After forging a partnership with electric quad bike manufacturer Eco Charger earlier this year, Aceleron this month announced that it has closed on a £2m equity investment round, with £1.45m coming from BGF and the remainder from Mercia Asset Management. The firm says it will use the funding to scale up battery production and expand its markets in the UK, US, Australia and Central America.

A process that ‘fully biodegrades’ plastic

We’ve all seen the statistics around how long certain plastic items are thought to take to fully degrade in nature; 450 years for a rigid bottle, 20 for a flexible shopping bag. Even when these items break down, they do not disappear completely, but rather form microplastics which can make their way into the food chain.

Polymateria, the firm spearheaded by BT’s former CSO Niall Dunne, revealed this month that it has developed a new technology which purports to fully biodegrade the most common forms of plastic (polyethene and polypropylene) with “no negative environmental impact”. Called Biotransformation, the process chemically converts plastics into a “bioavailable” wax by breaking their polymer structure. The resulting materials can then be left to degrade

Trials of the process found that it could fully biodegrade rigid plastic in 336 days and flexible plastic film in 226 days. It will now be scaled up after Polymateria closed a £15m investment round from Planet First Partners and expanded its board, hiring former Marks & Spencer chief Marc Bolland as chairman and Virgin Active Holdings’ chair Simon Susman as a board member.

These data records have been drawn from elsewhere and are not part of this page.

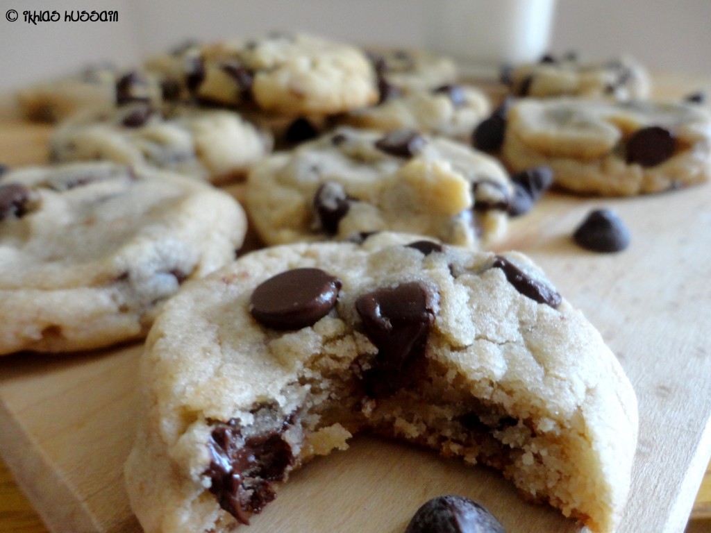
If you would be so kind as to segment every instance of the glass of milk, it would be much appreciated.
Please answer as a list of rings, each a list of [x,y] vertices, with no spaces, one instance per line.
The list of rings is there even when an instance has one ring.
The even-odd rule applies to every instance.
[[[503,64],[547,51],[556,0],[425,0],[424,46],[466,73],[496,75]]]

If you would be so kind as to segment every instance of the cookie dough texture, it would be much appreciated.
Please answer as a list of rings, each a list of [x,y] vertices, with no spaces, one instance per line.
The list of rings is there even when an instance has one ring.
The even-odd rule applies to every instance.
[[[0,220],[0,354],[141,338],[183,281],[234,259],[246,230],[226,193],[112,163],[11,171],[0,199],[16,208]]]
[[[201,48],[197,96],[277,114],[339,113],[375,103],[375,72],[363,52],[304,33],[225,41]]]
[[[408,139],[422,144],[400,155],[378,147],[398,137],[402,148]],[[340,189],[347,205],[330,230],[315,205],[325,185]],[[476,247],[506,233],[511,191],[501,163],[463,144],[343,126],[253,167],[245,202],[267,244],[389,230]]]
[[[592,531],[615,529],[638,415],[614,355],[567,301],[553,308],[520,293],[491,267],[493,254],[448,246],[425,254],[403,245],[419,239],[382,233],[360,245],[265,249],[186,286],[166,304],[141,360],[145,416],[125,469],[146,533],[220,533],[237,524],[210,492],[217,436],[237,439],[235,473],[239,458],[254,452],[257,463],[268,463],[264,473],[281,480],[260,485],[246,470],[235,478],[248,515],[255,500],[289,472],[346,448],[365,428],[493,465],[527,497],[550,502]],[[505,257],[525,277],[550,286],[524,256]],[[255,289],[299,267],[341,281],[335,307],[296,330],[262,325],[249,311]],[[373,397],[363,376],[382,354],[356,302],[405,283],[434,295],[433,321],[400,388]],[[252,449],[240,451],[242,438]],[[272,447],[258,450],[265,439]],[[230,441],[218,440],[230,448]],[[278,458],[284,453],[292,461]],[[277,463],[284,470],[279,475]]]
[[[555,184],[575,193],[636,195],[711,177],[711,115],[693,104],[526,98],[509,109],[506,128],[501,154],[508,167],[547,165]],[[665,132],[663,146],[651,139],[644,149],[653,159],[668,151],[661,161],[631,155],[631,139],[648,128]]]
[[[651,86],[646,70],[631,58],[599,63],[547,58],[518,65],[507,77],[513,95],[535,98],[641,99],[649,96]]]
[[[410,129],[469,142],[474,127],[491,112],[488,97],[475,87],[453,85],[413,90],[351,112],[340,122],[358,128]]]
[[[50,139],[55,161],[149,165],[213,183],[243,178],[272,145],[269,134],[233,111],[143,104],[80,115]]]

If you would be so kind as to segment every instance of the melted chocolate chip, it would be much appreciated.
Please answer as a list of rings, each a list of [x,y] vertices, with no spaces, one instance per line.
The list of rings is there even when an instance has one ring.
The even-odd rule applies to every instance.
[[[573,233],[578,246],[592,252],[620,252],[629,246],[629,230],[609,209],[591,212]]]
[[[225,63],[222,65],[222,69],[237,82],[242,97],[249,98],[251,95],[252,85],[255,82],[254,73],[237,62]]]
[[[506,533],[486,508],[453,494],[427,502],[415,513],[405,533]]]
[[[410,129],[397,129],[375,141],[375,148],[396,157],[410,158],[419,154],[427,144],[424,137]]]
[[[424,255],[429,255],[434,252],[441,252],[444,247],[439,242],[434,241],[415,241],[407,244],[408,248],[415,248],[416,250],[422,252]]]
[[[20,218],[27,213],[30,190],[18,183],[0,185],[0,220],[9,217]]]
[[[294,465],[292,447],[282,438],[292,423],[287,419],[281,431],[246,439],[234,419],[213,429],[208,443],[211,461],[204,473],[220,507],[240,523],[249,524],[250,515],[274,499],[274,483]]]
[[[474,148],[485,152],[498,151],[506,132],[506,115],[513,100],[506,98],[488,119],[474,128],[471,143]]]
[[[665,128],[651,126],[635,131],[627,140],[627,163],[656,166],[674,155],[676,138]]]
[[[365,375],[368,394],[389,396],[400,388],[403,372],[424,353],[439,302],[439,294],[417,281],[378,289],[356,301],[365,335],[378,348]]]
[[[343,186],[336,181],[326,181],[316,191],[314,210],[319,219],[320,229],[335,235],[338,223],[351,209],[351,202]]]
[[[547,284],[534,279],[503,256],[494,258],[493,268],[501,269],[506,280],[518,292],[539,303],[545,303],[554,309],[560,305],[562,298],[558,292]]]
[[[341,280],[320,269],[287,270],[260,284],[250,298],[257,322],[277,330],[316,323],[336,306]]]
[[[466,103],[466,95],[461,85],[442,85],[434,90],[435,95],[447,95],[455,107],[461,107]]]
[[[142,105],[132,109],[124,117],[121,124],[127,128],[138,128],[143,126],[153,114],[153,109],[149,106]]]
[[[290,144],[299,144],[319,136],[319,129],[311,121],[299,117],[287,128],[284,138]]]

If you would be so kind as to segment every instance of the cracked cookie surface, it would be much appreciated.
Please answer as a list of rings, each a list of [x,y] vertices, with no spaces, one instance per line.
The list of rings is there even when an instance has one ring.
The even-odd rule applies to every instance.
[[[146,334],[188,279],[235,257],[230,196],[116,163],[27,167],[0,178],[0,354],[101,348]]]
[[[387,232],[254,252],[166,304],[140,374],[125,472],[147,533],[246,523],[365,428],[498,468],[595,532],[629,489],[631,385],[514,252]]]

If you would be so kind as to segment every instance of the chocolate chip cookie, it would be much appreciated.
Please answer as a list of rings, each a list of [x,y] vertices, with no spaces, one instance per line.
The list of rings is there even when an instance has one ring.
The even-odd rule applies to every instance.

Tracking energy-wasting homes with AI

Chancellor Rishi Sunak’s decision to earmark £3bn of the UK’s £160bn Covid-19 recovery package for retrofitting has brought the scale of the built environment’s contribution to the nation’s environmental footprint to the attention of many. Reportedly, more than half of householders are planning on applying for funding, which is promising, given that buildings account for 40% of the nation’s annual energy use and one-third of its emissions footprint.

Aside from existing solutions like insulation and triple-glazing, researchers are working to develop more innovative ways to decarbonise buildings. Among them is team WattScale, a coalition of academics from India and the US who have developed an AI-enabled tool that can identify which buildings in a town or city are the least energy efficient. The tool uses multiple modelling techniques and open-source data to flag inefficient buildings either in comparison to similar homes in the same region, or a different regions.

Three trials of the tool covering 10,000+ buildings each found that it was effective in all locations, tracking energy usage from meters and real estate information from the latest listings. In Texas, Colorado and New England, room to improve the energy efficiency of buildings was identified for 95% of properties.